The smog has made it impossible for people to step out of their houses and go about their lives. However, the hindrance in daily life is only a short term consequence. Smog can aggravate health problems and reduce the overall immunity of an individual, making them more susceptible to colds and lung infections. Scientists have even said that the average life expectancy of a Delhi resident has already decreased by as much as 10 years.
Various factors contribute to this pollution, including but not limited to firecrackers burnt during Diwali, lack of trees and vehicular emissions. However, around 20% of this pollution is caused by stubble burning. In the month of November, the farmers harvest rice and burn the rice stalk to make way for the next crop, usually wheat. Due to the poor financial situation of most farmers and the short span of time available for sowing seeds, they resort to the fastest and cheapest way of getting rid of stubble, that is, to burn it.

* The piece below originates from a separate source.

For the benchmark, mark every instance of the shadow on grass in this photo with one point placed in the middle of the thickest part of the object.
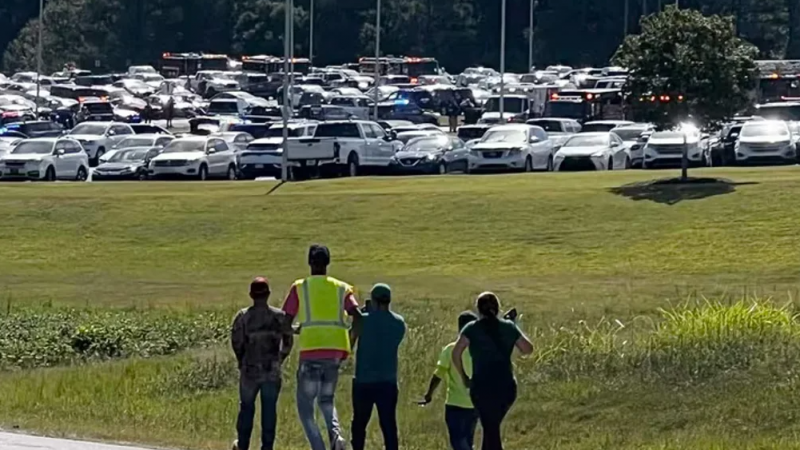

Many people and organizations, including the government, are coming up with solutions and schemes to tackle this problem. One such organization is Enactus Hansraj, a team of 80+ zealous students that take up different social issues and try to provide proper economical as well as social solutions while empowering the target community in the area.
One of its flagship projects, Project Vriddhi, encourages farmers to use stubble for mushroom cultivation, with the aim to reduce stubble burning and the air pollution it leads to, while also improving the socio-economic condition of the farmers by providing them with an additional revenue stream. Stubble acts as a very good ingredient for making the compost used in mushroom cultivation. Additionally, mushroom cultivation is a high revenue-generating activity requiring minimal inputs.
Starting off with only 8 farmers in September 2018, today, they have successfully formed an FPO with over 100 farmers who are engaged in mushroom cultivation. The income of these farmers has increased by a staggering 13%, while 117 tonnes of straw has been prevented from being burnt.
Moreover, they have identified that stubble can be used to make biodegradable products such as cutlery, handicrafts and paper bags, which can even replace single-use plastic. They have collaborated with Kriya Labs, an IIT Delhi based startup, for the same. To make the said products, they have hired women living in Shanti Nagar, Murthal, on a commission-based model and also provided them with the required skill set.
These women entrepreneurs, who were once living in grim circumstances and struggling to make ends meet, are now able to earn a significant income to support themselves and their families. While increasing the scale and reach of their current dimensions, that is, spreading awareness about the harmful effects of stubble burning and the benefits of mushroom cultivation, reaching out to more farmers and establishing more FPOs, as well as involving more women and looking into the marketing aspect of the products they’re making,
Enactus Hansraj is also planning to construct washrooms made out of stubble in rural areas and urban slums.
(Diya is a member of Enactus Hansraj)
(The views expressed in the article are the author’s own. Let Me Breathe neither endorses nor is responsible for them.)